The title for this blog is, obviously enough, “‘Til human voices wake us.” It’s a line that I pulled from the last stanza of T. S. Eliot’s epic poem, The Love Song of J. Alfred Prufrock You can read the full poem here (or hear the poet himself recite it here), but these are the closing lines:
We have lingered in the chambers of the sea
By sea-girls wreathed with seaweed red and brown
Till human voices wake us, and we drown.
I wrote a nondescript essay on the poem for one of my literature classes at the University of Memphis. There’s no need to dredge up the contents of that paper, but, for now, it will do to note that I’ve always felt a certain semblance to Mr. Prufrock. Eliot characterized his narrator as one frustrated with incompetency, who knows himself well enough to recognize that there is “time yet for a hundred indecisions / and for a hundred visions and revisions, / before the taking of a toast and tea.” I’ve started countless projects, research, hobbies — to not pick them up again for weeks or months.
Yet, the poem culminates with Prufrock awakening in the sea, drowning. Having drifted to dreams of mermaids and other fantasies, he disregards his passions, his duties, etc., and he finds himself on the losing side of a fight between his lungs and seawater. I don’t want to wake up one day and find myself floating listlessly, doing stuff. I have aspirations, and I intend to fulfill them. But I have intermediate steps to take, which I often neglect.
Blogging is one of those areas of neglect. I choose not to devote time to the art of reading and writing, and for that reason both of them suffer for me. The blogosphere is one place that I can pen and think out loud without much interference, and I intend to do just that. Have no misgivings that what you will find on this page will be life-changing. My goals are much more modest: reflect and write on a consistent basis.
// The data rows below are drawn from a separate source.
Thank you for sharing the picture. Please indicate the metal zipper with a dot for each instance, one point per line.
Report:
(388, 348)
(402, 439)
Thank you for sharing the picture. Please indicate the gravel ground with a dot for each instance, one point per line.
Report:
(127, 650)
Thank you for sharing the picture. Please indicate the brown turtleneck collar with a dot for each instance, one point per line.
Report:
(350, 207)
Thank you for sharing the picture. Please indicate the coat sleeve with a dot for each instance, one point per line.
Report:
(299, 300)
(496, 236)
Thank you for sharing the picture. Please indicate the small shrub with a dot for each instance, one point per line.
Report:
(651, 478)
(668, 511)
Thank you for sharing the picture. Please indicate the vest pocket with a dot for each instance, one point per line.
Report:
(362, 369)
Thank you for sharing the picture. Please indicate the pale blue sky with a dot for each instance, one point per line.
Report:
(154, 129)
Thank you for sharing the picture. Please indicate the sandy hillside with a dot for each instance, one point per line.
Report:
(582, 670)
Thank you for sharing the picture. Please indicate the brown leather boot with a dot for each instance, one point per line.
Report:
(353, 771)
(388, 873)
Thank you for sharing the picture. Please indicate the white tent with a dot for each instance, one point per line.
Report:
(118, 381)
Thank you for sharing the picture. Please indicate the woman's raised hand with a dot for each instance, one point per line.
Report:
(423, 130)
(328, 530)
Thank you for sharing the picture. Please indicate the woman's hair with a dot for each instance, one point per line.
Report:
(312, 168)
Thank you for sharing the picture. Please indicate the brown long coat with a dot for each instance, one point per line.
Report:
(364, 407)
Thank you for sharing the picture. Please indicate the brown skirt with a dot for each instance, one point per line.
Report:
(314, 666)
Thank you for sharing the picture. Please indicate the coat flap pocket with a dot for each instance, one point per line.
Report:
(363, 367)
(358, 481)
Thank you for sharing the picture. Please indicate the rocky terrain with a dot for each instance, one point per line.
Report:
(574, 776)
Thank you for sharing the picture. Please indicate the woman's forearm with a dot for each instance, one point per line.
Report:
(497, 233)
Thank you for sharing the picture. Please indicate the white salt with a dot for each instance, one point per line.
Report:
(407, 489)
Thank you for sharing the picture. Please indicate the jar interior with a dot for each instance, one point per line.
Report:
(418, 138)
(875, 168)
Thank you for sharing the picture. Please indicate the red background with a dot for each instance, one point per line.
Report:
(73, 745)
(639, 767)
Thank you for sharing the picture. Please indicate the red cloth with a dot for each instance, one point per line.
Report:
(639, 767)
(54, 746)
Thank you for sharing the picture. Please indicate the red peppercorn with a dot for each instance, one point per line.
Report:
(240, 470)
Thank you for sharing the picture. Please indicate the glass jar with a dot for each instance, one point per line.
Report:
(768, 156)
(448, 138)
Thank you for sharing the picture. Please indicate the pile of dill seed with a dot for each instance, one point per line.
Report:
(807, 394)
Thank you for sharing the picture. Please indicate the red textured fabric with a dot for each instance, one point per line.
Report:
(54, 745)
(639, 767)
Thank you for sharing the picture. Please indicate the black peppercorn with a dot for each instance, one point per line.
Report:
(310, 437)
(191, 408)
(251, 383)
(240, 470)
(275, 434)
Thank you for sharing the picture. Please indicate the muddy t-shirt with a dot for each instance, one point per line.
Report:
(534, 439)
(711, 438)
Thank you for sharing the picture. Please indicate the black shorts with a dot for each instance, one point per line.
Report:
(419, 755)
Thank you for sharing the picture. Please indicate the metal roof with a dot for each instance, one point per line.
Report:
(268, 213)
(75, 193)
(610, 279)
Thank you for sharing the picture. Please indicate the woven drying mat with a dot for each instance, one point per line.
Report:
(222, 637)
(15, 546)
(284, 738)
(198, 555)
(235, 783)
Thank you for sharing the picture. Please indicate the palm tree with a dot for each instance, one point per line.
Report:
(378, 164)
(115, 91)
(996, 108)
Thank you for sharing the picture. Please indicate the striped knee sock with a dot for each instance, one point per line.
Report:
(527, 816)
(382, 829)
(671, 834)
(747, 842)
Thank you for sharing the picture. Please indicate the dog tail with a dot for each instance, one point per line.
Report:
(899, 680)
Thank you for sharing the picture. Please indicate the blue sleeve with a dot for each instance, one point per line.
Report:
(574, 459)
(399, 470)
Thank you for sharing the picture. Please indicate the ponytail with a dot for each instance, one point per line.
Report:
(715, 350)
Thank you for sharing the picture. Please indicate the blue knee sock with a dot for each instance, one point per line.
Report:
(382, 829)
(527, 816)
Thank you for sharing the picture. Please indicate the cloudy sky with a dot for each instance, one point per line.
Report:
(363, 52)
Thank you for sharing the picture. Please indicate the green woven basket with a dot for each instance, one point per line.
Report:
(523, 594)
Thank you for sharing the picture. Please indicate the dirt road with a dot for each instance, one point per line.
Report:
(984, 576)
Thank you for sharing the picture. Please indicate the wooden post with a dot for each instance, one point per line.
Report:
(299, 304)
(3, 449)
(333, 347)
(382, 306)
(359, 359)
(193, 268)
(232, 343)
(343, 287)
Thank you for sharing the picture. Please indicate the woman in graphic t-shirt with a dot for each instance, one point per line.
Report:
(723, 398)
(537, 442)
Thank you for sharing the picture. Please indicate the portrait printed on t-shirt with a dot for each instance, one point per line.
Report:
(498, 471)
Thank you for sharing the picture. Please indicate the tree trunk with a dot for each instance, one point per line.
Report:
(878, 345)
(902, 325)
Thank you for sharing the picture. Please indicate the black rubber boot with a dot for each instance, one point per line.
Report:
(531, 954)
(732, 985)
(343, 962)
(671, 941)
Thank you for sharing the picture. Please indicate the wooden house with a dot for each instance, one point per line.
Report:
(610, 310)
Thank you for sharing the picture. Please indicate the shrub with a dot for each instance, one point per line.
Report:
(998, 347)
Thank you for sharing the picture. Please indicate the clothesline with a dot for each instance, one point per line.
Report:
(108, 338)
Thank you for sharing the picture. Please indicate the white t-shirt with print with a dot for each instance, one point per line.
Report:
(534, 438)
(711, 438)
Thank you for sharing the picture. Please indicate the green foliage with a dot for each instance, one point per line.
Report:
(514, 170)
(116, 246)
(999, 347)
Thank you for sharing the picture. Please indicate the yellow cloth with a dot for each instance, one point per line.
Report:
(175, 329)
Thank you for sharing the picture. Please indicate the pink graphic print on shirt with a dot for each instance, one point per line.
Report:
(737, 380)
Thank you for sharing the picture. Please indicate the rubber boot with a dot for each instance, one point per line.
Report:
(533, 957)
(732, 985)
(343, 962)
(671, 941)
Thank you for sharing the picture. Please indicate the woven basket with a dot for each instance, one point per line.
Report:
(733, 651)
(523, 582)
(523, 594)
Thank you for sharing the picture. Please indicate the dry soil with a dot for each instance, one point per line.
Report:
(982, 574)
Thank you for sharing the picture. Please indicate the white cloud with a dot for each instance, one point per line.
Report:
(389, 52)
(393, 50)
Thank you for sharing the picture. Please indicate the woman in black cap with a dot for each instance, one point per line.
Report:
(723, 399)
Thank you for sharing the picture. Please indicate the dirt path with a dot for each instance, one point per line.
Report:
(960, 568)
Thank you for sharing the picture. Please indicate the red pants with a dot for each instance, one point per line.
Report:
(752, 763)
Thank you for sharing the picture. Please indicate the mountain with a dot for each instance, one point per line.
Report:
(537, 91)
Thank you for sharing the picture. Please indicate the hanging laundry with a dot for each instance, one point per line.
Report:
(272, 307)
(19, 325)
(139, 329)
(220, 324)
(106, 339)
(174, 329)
I’ve entered a sort of transitional state in my life. I’m (fairly) recently married — this summer. I’m a year out from graduating with an M.Div. degree, and now is the time where I have to begin considering where I want to get a Ph.D. — if that’s even what I want to do. I’m well convinced that it is, but, you know, thoughts. Where do we go from here? What am I supposed to be doing? What are we supposed to be doing? What do the next five years look like? These are the kinds of questions I’m asking, but it’s a time in my life where the answers actually have some longterm ramifications. Whether a material transition occurs or not, my wife and I will set on a specific course, and we would do well to come onto it with some kind of thought. This site is a fruit of that reality in our lives: a time to think, which means, for me, a time to write. I hope I’ve not rambled too much here.
I’m not sure what to tell you to expect. My interests vary with the tides.